Allergens can be categorized in the following four groups:

  • Contactant – a substance that comes into direct contact with the skin or mucosa.
  • Inhalant – a substance inhaled through the airways into the lungs.
  • Ingestant – a substance that is or may be taken into the body by mouth or through the digestive system.
  • Injectant – a substance injected into the skin.

Allergies vs. Sensitivities
True food allergies are based on exposure to a specific protein component of a food. The immune system incorrectly perceives the protein as a threat and produces antibodies in response. With repeated exposure, cells release histamine and other biochemicals in response to the allergic food. It is these chemicals that cause the allergy symptoms. True food allergies are estimated to affect less than two percent of adults and four to eight percent of young children and infants.
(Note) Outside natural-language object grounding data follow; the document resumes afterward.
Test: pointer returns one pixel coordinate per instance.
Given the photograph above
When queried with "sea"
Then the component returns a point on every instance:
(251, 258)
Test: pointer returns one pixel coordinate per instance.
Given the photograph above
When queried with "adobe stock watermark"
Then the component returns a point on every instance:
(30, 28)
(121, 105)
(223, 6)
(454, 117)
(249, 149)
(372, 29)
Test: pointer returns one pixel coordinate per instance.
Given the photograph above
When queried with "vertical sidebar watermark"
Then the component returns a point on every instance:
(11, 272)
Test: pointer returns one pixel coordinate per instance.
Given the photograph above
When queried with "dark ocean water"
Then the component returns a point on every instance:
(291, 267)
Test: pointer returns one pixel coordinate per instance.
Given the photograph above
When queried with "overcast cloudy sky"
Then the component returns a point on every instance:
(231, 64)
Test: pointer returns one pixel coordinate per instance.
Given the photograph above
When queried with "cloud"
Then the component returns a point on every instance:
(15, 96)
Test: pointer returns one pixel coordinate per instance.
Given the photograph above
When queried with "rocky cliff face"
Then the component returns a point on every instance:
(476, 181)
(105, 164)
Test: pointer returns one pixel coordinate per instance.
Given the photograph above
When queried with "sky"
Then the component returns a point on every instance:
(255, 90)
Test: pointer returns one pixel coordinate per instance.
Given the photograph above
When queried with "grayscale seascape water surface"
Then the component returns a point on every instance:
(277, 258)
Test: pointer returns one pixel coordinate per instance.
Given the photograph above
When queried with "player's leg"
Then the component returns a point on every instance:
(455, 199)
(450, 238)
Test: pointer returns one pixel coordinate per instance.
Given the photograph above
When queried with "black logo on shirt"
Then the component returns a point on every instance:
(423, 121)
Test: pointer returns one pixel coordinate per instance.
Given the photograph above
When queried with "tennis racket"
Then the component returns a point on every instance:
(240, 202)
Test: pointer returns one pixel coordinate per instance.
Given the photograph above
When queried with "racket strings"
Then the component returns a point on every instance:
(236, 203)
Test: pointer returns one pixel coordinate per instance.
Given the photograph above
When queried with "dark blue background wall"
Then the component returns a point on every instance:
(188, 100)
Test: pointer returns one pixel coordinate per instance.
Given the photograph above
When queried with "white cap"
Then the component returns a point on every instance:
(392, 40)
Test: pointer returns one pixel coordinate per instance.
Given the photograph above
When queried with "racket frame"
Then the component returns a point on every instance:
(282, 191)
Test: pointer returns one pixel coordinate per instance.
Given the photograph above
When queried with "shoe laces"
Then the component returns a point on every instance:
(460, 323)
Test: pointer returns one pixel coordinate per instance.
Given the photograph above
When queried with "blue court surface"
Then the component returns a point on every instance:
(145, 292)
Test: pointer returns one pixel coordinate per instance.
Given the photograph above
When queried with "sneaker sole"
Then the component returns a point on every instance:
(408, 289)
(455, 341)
Food sensitivities are much more common, although estimates vary. Sensitivities are abnormal reactions to food or food components that do not involve the immune system, but involve the body as a whole.

There are three types of food sensitivities:

  • A metabolic food disorder occurs when a person is genetically unable to properly or fully metabolize a food component. This includes lactose intolerance (inability to metabolize lactose) or favism (genetic deficiency causing a sensitivity to a chemical in fava beans).
  • Food idiosyncrasy is another form of sensitivity with an abnormal response to a food or food component, but the mechanism for the response is unknown. The symptoms can resemble those of an allergy and can be either severe or mild. Sulfite-induced asthma is one example and causes asthmatic reactions in 1.7 percent of asthmatics.
  • An anaphylactoid response is a type of reaction that elicits the same release of histamine as a true food allergy, but does not involve the immune system. The specific substance that causes this reaction has not yet been identified. The response is not the same as anaphylaxis.